During feeding, a baby can also overstretch or have a preferred position. These sometimes very tense jaw muscles and other muscles in the mouth, throat, and neck area can be helped to relax. You want to give the baby a signal that compensation is no longer needed and that he or she can start drinking differently. Babies with colic or babies who cry extensively also benefit from the possible treatment of a professional such as a physiotherapist, chiropractor, osteopath or manual therapist who has completed a degree at the university. These therapists can help to overcome compensating behavior. Check if the therapist sees many babies and that they check the mouth / neck area especially.

Also look at this page of therapists for addresses of other care providers who use their expertise to further assist the baby in motor development such as the physiotherapist (fysiotherapeut) who teaches you how to apply therapy in your daily care at home, the speech therapist (logopedist) for further development of ​​use of the tongue and mouth with (bottle) drinking, eating solids and talking, the lactation consultant IBCLC (lactatiekundige) for further remediation of breastfeeding problems.

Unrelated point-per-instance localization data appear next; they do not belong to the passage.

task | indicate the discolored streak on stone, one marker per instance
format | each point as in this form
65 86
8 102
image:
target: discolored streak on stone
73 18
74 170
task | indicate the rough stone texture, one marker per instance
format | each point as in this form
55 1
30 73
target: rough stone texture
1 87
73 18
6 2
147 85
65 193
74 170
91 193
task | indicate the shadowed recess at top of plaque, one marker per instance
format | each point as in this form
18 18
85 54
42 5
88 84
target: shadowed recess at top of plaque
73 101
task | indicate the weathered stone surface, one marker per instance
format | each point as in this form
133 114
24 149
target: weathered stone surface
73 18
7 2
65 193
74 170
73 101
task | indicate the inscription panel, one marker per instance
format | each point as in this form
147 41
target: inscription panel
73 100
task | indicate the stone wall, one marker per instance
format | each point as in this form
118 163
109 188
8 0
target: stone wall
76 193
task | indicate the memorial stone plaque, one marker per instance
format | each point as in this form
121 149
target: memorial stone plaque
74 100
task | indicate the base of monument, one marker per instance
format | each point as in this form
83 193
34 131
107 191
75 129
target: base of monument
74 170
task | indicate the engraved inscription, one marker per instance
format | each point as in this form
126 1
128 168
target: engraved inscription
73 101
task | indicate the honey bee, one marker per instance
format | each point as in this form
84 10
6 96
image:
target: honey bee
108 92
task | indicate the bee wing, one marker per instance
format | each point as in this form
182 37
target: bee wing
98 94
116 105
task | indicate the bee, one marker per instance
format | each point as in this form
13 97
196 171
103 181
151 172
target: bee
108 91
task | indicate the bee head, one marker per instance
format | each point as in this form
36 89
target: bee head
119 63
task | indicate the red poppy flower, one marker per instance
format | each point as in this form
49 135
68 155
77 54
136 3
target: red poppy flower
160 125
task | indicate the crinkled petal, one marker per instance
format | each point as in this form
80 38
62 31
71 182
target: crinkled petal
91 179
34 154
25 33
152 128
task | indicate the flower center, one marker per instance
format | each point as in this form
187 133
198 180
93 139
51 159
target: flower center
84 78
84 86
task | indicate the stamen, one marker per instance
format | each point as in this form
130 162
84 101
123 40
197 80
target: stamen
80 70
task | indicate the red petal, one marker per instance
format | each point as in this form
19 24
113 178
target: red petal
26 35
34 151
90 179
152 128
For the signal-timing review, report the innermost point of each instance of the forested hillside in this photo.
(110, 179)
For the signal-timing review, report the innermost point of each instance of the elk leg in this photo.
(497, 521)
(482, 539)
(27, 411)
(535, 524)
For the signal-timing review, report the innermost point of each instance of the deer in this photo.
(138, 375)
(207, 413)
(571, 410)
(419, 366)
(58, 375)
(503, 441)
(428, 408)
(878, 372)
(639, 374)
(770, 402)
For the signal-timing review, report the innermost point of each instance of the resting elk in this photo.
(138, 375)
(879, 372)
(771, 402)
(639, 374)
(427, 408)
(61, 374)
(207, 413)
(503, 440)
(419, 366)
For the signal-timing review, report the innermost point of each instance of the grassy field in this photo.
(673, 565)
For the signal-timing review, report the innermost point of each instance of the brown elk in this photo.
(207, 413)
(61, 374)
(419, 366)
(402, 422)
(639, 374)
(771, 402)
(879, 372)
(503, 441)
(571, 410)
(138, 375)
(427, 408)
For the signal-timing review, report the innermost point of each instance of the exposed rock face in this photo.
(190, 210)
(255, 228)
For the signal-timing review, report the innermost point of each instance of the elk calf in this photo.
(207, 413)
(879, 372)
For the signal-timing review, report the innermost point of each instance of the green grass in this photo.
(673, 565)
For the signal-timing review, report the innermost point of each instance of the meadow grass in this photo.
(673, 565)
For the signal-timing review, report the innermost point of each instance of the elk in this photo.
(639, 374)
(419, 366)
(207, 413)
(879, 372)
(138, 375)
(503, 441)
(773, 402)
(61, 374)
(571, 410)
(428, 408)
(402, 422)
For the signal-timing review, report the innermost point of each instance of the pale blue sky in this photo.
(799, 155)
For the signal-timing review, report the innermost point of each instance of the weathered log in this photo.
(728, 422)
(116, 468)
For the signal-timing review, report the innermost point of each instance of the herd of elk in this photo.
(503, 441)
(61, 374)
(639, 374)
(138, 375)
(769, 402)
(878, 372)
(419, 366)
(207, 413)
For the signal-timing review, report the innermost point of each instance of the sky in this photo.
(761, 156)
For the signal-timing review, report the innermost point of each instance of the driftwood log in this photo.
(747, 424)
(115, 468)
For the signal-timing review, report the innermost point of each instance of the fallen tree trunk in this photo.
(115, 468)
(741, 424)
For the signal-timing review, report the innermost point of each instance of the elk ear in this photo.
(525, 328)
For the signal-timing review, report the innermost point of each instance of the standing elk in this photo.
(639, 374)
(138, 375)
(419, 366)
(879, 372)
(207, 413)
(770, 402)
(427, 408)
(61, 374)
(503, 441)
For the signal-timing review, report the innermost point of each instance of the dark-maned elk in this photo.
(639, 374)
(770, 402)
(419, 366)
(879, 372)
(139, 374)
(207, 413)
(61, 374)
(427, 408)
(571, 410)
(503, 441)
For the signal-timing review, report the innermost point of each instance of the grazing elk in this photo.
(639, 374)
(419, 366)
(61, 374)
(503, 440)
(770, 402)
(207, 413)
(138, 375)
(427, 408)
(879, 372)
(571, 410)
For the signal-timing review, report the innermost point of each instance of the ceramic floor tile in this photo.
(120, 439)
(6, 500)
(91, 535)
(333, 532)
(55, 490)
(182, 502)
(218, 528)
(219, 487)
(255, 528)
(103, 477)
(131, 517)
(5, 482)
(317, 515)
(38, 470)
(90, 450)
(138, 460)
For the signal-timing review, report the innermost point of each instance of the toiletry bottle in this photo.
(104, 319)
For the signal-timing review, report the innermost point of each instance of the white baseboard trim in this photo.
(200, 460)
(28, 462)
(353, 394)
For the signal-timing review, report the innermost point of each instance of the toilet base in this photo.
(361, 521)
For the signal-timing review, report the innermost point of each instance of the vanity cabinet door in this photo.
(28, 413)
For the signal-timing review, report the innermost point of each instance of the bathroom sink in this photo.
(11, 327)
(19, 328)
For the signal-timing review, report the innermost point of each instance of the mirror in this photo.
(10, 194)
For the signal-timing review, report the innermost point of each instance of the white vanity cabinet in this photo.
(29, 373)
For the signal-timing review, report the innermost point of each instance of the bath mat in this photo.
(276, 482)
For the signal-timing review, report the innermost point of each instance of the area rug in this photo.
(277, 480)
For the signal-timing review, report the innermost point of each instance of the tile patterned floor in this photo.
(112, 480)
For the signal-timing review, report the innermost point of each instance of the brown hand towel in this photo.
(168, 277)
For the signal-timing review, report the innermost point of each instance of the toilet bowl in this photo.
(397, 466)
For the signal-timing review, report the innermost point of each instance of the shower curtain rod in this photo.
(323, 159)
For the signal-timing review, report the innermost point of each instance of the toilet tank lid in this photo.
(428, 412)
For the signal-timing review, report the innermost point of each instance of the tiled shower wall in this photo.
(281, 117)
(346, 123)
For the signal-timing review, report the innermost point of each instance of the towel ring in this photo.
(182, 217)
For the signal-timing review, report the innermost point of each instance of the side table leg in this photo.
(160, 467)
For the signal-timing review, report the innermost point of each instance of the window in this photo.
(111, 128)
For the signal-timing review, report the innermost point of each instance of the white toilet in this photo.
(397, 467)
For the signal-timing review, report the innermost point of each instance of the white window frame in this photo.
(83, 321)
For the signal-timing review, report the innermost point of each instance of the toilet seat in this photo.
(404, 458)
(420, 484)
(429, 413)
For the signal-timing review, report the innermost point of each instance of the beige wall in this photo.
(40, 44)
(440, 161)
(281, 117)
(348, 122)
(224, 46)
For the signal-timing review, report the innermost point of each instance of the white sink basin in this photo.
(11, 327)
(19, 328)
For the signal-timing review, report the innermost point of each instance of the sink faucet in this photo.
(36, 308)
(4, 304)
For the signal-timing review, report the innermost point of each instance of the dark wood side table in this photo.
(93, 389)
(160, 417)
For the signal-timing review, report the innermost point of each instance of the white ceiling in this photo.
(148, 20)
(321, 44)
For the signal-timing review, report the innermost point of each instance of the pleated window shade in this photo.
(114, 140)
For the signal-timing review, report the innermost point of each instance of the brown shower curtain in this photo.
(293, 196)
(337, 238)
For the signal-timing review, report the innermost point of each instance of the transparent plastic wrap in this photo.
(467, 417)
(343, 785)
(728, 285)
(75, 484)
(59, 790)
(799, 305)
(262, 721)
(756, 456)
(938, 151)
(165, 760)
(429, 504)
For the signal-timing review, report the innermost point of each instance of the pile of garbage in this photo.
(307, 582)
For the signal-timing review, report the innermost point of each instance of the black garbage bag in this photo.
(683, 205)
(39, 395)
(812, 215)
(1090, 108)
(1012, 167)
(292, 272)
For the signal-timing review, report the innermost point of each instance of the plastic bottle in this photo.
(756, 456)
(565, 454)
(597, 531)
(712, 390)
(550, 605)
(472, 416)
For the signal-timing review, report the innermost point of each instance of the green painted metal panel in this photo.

Case studies and research chiropractic and manual therapy:

Dutch case study, breastfeeding problems and chiropractic treatment.

http://www.enhancedentistry.com.au/wp-content/uploads/2015/02/Chiropractic-and-Breastfeeding.pdf 114 case studies.

More articles:

http://www.ncbi.nlm.nih.gov/pubmed/19836604

http://www.ncbi.nlm.nih.gov/pubmed/22014911

http://www.ncbi.nlm.nih.gov/pubmed/19066699

http://www.ncbi.nlm.nih.gov/pubmed/23158465

http://www.ncbi.nlm.nih.gov/pubmed/22675226

What is the effect of a lip tie on breastfeeding or bottle feeding?

Often only the tongue tie is acknowledged to be important in feeding the baby and the lip tie is dismissed.

The importance of the upper lip flanging out while deeply latching on to the breast or bottle ensures a better seal of the oral cavity. Several studies with ultra sound images show a good movement of the tongue while breastfeeding. The normal tongue movement while breastfeeding is best achieved when the baby can open the mouth wide. This wide opening is best achieved when the baby is able to curl the upper lip, so that the mucous membrane portion of the lip (instead of the dry outer part) is in contact with the breast. This provides a better seal, which is the first step in generating negative pressure in the mouth while breastfeeding. This also applies to the bottle. When a lip tie is anchored to the upper jaw, the outward curling movement is impeded. This results in a smaller mouth opening and forces the baby to take a shallow latch and gives a poor seal while breastfeeding or bottle feeding.